The funding is made possible by the Department of Transportation’s Reconnecting Communities pilot program, a five-year grant initiative created by the Bipartisan Infrastructure Law passed by Congress in 2021. Rondo is one of about 950 disadvantaged communities throughout the country that were economically crippled due to the construction of the federal highway system.
“It is incredibly validating to see the federal government take responsibility for the lasting harm on communities all these years later with hard dollars that can materially help us today in our effort to springboard into a more healthy and planful future,” said ReConnect Rondo Executive Director Keith Baker in a statement.
The organization plans to use the $2 million grant, in addition to $500,000 in matching city and state funds, to conduct a traffic study of their proposed land bridge. The funds will also support a federally required environmental review and help ReConnect Rondo get input from more community members.
The idea for a land bridge first came up for discussion in 2009. However, actual planning for the project did not begin until 2014, when local community organizations came together to ensure the Metropolitan Council built stops on the Green Line to serve them.

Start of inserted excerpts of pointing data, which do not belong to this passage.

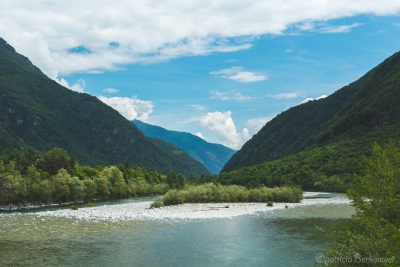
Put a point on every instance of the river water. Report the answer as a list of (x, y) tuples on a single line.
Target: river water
[(288, 237)]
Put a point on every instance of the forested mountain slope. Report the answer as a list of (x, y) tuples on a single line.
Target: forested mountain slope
[(364, 111), (37, 112), (213, 156)]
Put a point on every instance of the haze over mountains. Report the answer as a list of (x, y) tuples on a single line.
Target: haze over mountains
[(38, 112), (213, 156)]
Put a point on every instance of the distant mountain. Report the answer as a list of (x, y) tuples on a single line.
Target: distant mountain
[(347, 121), (213, 156), (37, 112)]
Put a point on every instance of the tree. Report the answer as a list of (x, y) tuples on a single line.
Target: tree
[(55, 159), (117, 185), (61, 186), (374, 231), (77, 189), (175, 180)]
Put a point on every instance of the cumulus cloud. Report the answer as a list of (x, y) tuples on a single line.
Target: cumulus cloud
[(229, 96), (222, 124), (322, 27), (257, 123), (239, 75), (110, 90), (312, 99), (286, 95), (81, 38), (200, 135), (79, 86), (131, 108)]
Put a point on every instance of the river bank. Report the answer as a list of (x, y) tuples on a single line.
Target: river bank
[(141, 211)]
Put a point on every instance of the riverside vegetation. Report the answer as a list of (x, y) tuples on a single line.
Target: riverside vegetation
[(374, 231), (54, 177), (212, 193), (33, 178)]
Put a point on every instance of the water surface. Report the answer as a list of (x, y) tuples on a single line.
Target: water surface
[(290, 237)]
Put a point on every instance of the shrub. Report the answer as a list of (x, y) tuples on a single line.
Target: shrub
[(173, 197), (91, 204), (158, 203)]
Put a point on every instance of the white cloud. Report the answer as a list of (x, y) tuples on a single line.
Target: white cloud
[(79, 86), (312, 99), (197, 107), (124, 31), (257, 123), (200, 135), (131, 108), (229, 96), (321, 27), (286, 95), (339, 28), (110, 90), (238, 74), (222, 124)]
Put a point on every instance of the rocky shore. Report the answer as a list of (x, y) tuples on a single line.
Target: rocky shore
[(141, 211)]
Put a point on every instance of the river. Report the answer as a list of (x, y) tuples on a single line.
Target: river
[(285, 237)]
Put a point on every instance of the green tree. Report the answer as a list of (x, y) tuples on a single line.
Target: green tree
[(77, 189), (374, 231), (61, 186), (117, 185), (55, 159), (91, 189)]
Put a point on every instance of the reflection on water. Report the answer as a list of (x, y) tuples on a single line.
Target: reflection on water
[(291, 237)]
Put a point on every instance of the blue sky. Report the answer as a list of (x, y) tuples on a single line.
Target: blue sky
[(218, 71)]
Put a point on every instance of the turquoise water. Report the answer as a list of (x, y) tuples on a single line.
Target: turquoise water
[(291, 237)]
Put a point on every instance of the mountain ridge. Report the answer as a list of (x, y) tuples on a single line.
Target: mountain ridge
[(211, 155), (358, 109), (38, 112)]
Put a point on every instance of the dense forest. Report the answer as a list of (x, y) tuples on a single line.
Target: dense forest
[(54, 177), (373, 232), (37, 112), (358, 114)]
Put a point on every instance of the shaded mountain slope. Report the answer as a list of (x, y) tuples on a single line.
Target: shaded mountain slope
[(36, 111), (212, 156), (368, 109)]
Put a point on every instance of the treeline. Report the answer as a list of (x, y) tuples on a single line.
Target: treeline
[(373, 232), (212, 193), (54, 177), (330, 168)]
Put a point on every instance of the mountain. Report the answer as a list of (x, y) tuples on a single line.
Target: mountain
[(213, 156), (347, 122), (38, 112)]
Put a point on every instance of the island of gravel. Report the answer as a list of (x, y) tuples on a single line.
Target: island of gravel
[(141, 211)]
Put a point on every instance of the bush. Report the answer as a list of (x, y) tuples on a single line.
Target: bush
[(91, 204), (173, 197), (158, 203), (208, 193)]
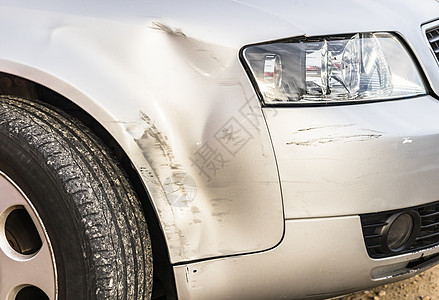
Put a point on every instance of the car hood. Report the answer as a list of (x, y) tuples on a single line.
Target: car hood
[(236, 23)]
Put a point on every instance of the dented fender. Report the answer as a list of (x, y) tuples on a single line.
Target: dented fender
[(179, 105)]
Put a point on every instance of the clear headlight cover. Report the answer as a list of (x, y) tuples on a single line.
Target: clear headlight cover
[(359, 67)]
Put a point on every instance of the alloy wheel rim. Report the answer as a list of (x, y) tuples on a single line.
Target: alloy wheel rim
[(27, 265)]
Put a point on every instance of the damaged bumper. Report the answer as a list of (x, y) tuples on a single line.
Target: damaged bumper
[(330, 248)]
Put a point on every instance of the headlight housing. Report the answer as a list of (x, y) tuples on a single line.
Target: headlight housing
[(345, 68)]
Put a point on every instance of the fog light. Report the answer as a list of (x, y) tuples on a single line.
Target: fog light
[(401, 231)]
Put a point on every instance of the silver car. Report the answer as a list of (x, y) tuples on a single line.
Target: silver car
[(216, 149)]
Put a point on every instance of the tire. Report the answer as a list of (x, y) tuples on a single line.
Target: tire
[(71, 225)]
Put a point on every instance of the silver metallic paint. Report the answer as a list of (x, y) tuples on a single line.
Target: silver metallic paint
[(164, 77)]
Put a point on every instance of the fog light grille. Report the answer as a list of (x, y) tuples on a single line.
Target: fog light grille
[(426, 237), (433, 38)]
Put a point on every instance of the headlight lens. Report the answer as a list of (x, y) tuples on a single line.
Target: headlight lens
[(359, 67)]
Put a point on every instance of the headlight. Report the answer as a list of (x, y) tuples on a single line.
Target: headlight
[(359, 67)]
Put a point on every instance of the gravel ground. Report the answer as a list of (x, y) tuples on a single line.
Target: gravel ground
[(424, 286)]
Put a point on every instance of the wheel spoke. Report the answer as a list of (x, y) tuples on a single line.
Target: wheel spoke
[(18, 270)]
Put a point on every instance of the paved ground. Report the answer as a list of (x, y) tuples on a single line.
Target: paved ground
[(424, 286)]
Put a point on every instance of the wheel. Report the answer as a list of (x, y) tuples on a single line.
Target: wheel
[(71, 225)]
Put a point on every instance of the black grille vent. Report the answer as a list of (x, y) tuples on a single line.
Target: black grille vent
[(427, 237), (433, 38)]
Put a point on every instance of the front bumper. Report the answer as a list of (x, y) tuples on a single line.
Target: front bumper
[(356, 159), (317, 258)]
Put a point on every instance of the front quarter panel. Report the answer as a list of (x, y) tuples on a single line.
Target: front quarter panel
[(180, 106)]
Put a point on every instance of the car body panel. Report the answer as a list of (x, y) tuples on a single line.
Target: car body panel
[(318, 258), (354, 159), (165, 79), (194, 162)]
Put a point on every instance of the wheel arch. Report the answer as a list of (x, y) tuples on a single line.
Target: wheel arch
[(18, 83)]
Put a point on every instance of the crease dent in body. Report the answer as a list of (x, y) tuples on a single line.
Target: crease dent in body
[(161, 141), (345, 139), (165, 28)]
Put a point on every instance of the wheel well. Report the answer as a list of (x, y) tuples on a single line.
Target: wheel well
[(164, 284)]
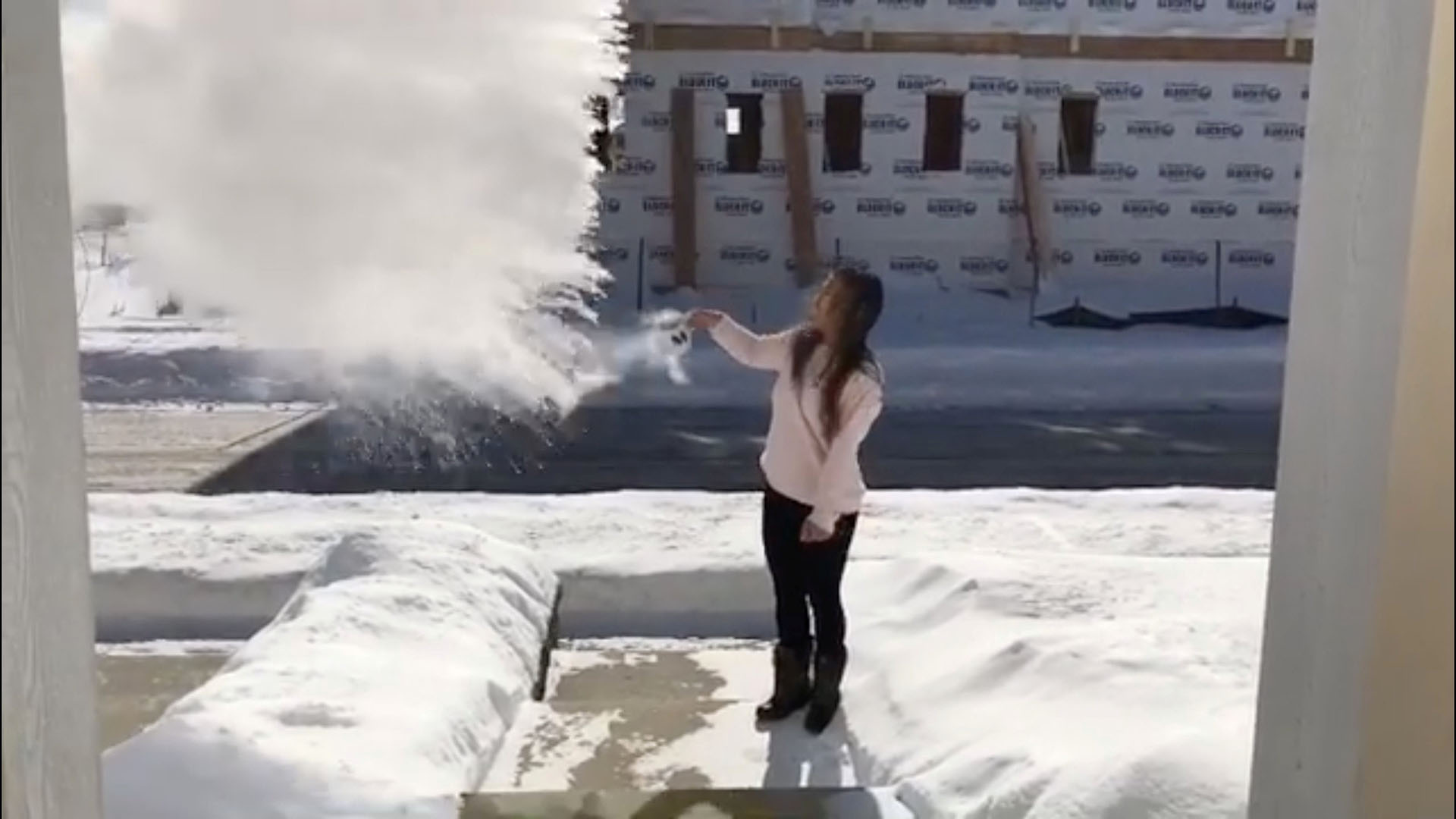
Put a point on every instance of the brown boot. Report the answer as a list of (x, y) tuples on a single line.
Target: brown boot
[(791, 684), (829, 670)]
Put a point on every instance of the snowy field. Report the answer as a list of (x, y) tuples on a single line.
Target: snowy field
[(1014, 653), (959, 350)]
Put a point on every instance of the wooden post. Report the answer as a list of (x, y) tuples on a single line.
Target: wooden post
[(685, 190), (50, 670), (801, 193)]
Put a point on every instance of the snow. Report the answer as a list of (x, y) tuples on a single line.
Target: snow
[(384, 682), (1057, 686), (949, 352), (1014, 653), (359, 186)]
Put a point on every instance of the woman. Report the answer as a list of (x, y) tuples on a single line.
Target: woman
[(826, 398)]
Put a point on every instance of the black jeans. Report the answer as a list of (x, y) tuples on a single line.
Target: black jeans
[(805, 576)]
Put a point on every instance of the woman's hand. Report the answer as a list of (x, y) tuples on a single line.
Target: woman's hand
[(704, 319), (811, 534)]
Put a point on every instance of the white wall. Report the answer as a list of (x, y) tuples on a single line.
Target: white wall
[(50, 679), (1354, 716)]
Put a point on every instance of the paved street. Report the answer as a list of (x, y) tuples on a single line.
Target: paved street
[(601, 449)]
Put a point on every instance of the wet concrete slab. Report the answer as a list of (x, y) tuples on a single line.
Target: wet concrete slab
[(174, 447), (663, 716), (696, 803), (134, 689)]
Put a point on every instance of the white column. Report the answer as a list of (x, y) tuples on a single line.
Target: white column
[(1356, 689), (50, 681)]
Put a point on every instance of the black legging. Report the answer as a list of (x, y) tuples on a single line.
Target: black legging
[(805, 576)]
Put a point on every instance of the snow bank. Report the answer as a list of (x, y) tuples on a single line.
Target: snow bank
[(1044, 686), (384, 686), (634, 563)]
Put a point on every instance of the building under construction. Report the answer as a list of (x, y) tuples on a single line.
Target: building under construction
[(1145, 153)]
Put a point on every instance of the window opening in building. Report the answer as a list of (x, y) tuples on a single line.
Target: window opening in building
[(1078, 134), (601, 146), (943, 131), (843, 131), (743, 124)]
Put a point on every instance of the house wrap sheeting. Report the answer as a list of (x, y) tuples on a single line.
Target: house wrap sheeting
[(1197, 165)]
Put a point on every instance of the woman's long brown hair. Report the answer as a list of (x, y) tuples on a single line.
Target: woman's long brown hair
[(862, 297)]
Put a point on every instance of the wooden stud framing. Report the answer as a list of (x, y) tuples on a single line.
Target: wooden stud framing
[(1100, 47), (801, 194), (685, 190)]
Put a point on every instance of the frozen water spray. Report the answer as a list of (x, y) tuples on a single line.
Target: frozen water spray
[(400, 187)]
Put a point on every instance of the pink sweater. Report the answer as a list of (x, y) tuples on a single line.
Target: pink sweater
[(797, 461)]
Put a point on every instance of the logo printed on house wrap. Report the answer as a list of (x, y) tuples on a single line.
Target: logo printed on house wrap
[(1181, 93), (702, 80), (1119, 91), (634, 167), (1251, 257), (1256, 93), (1279, 210), (775, 80), (821, 206), (1147, 209), (1248, 172), (1181, 172), (745, 254), (848, 82), (1076, 207), (1117, 257), (1150, 129), (1116, 171), (1046, 89), (992, 85), (1218, 130), (1213, 209), (637, 80), (1251, 8), (919, 82), (737, 206), (1184, 257), (913, 264), (1283, 131), (987, 169), (949, 207), (886, 123), (880, 207), (983, 265)]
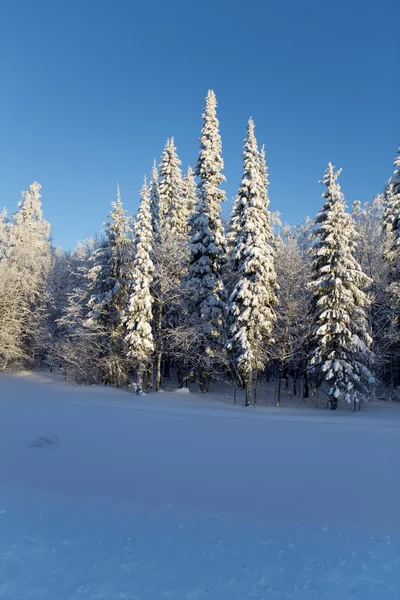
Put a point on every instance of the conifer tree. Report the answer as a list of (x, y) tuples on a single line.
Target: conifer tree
[(24, 291), (340, 340), (108, 285), (252, 302), (138, 316), (172, 209), (189, 195), (392, 233), (207, 240), (155, 200)]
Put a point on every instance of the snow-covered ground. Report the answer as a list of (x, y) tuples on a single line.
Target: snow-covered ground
[(182, 496)]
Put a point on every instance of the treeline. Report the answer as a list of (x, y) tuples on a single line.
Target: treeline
[(176, 292)]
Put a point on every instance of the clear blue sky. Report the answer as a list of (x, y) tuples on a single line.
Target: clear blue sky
[(91, 89)]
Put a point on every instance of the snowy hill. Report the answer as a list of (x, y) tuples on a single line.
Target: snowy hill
[(104, 494)]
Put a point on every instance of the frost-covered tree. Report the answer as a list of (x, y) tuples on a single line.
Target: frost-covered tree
[(392, 254), (108, 285), (340, 341), (79, 350), (189, 194), (3, 232), (138, 315), (155, 200), (374, 240), (207, 239), (172, 205), (293, 323), (24, 293), (252, 302)]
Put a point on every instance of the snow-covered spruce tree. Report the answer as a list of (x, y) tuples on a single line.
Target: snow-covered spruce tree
[(340, 340), (392, 230), (79, 350), (155, 200), (207, 241), (138, 315), (169, 254), (252, 302), (3, 232), (108, 285), (172, 206), (189, 195), (24, 293), (293, 325), (374, 240)]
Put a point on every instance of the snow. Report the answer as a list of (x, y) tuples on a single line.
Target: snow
[(188, 497)]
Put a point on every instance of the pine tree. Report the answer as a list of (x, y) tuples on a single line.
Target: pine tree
[(79, 349), (189, 196), (392, 231), (3, 232), (138, 316), (251, 304), (155, 200), (392, 218), (340, 342), (24, 291), (109, 279), (207, 241), (373, 244), (293, 325), (172, 208)]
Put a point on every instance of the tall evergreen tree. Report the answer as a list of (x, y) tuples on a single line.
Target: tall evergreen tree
[(155, 200), (207, 240), (109, 280), (189, 196), (340, 341), (24, 289), (138, 316), (392, 232), (172, 208), (251, 304), (292, 327)]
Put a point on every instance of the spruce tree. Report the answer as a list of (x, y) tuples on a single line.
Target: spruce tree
[(252, 302), (392, 231), (340, 340), (24, 294), (138, 315), (207, 240), (189, 196), (108, 285), (155, 200), (172, 209)]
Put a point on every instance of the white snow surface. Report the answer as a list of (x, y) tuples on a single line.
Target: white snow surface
[(163, 496)]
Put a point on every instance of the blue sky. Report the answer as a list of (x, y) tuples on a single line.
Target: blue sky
[(91, 89)]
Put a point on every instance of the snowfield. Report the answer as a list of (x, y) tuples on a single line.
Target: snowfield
[(106, 495)]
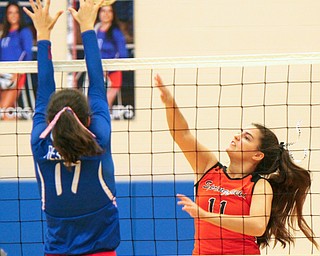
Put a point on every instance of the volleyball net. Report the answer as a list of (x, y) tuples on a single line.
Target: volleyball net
[(218, 96)]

In 2017 Reconnect Rondo was formed on the premise that its proposal to build a land bridge over Interstate 94 could help rebuild a community that was divided by the highway constructed between 1960 and 1967. The initiative includes plans to facilitate a Black cultural enterprise district with homes, businesses, and anti-displacement measures. It is the first restorative effort of its kind to be led directly by the community.
Hallie Q. Brown Community Center Executive Director Jonathan Palmer sees the potential of the land bridge and what it can mean for the community. “There’s an opportunity not only for reconnection across the highway, but opportunities around what will go on that land bridge in terms of green space, in terms of businesses, in terms of housing. There’s great opportunity for amenities to come to this community without disrupting or taking away homes again,” said Palmer.
Our Streets Minneapolis, which has proposed a controversial highway-to-boulevard conversion plan, acknowledged the award. “Any funding that addresses past harms from racist transportation planning decisions is progress,” said organization spokesperson Carly Ellefsen.
In 2021, the Minnesota Legislature approved $6.2 million in pre-development funds for Reconnect Rondo, and the organization was awarded $1.5 million to support restorative development and a “net zero” multi-use prototype.
Construction of the land-bridge project could begin as early as 2026.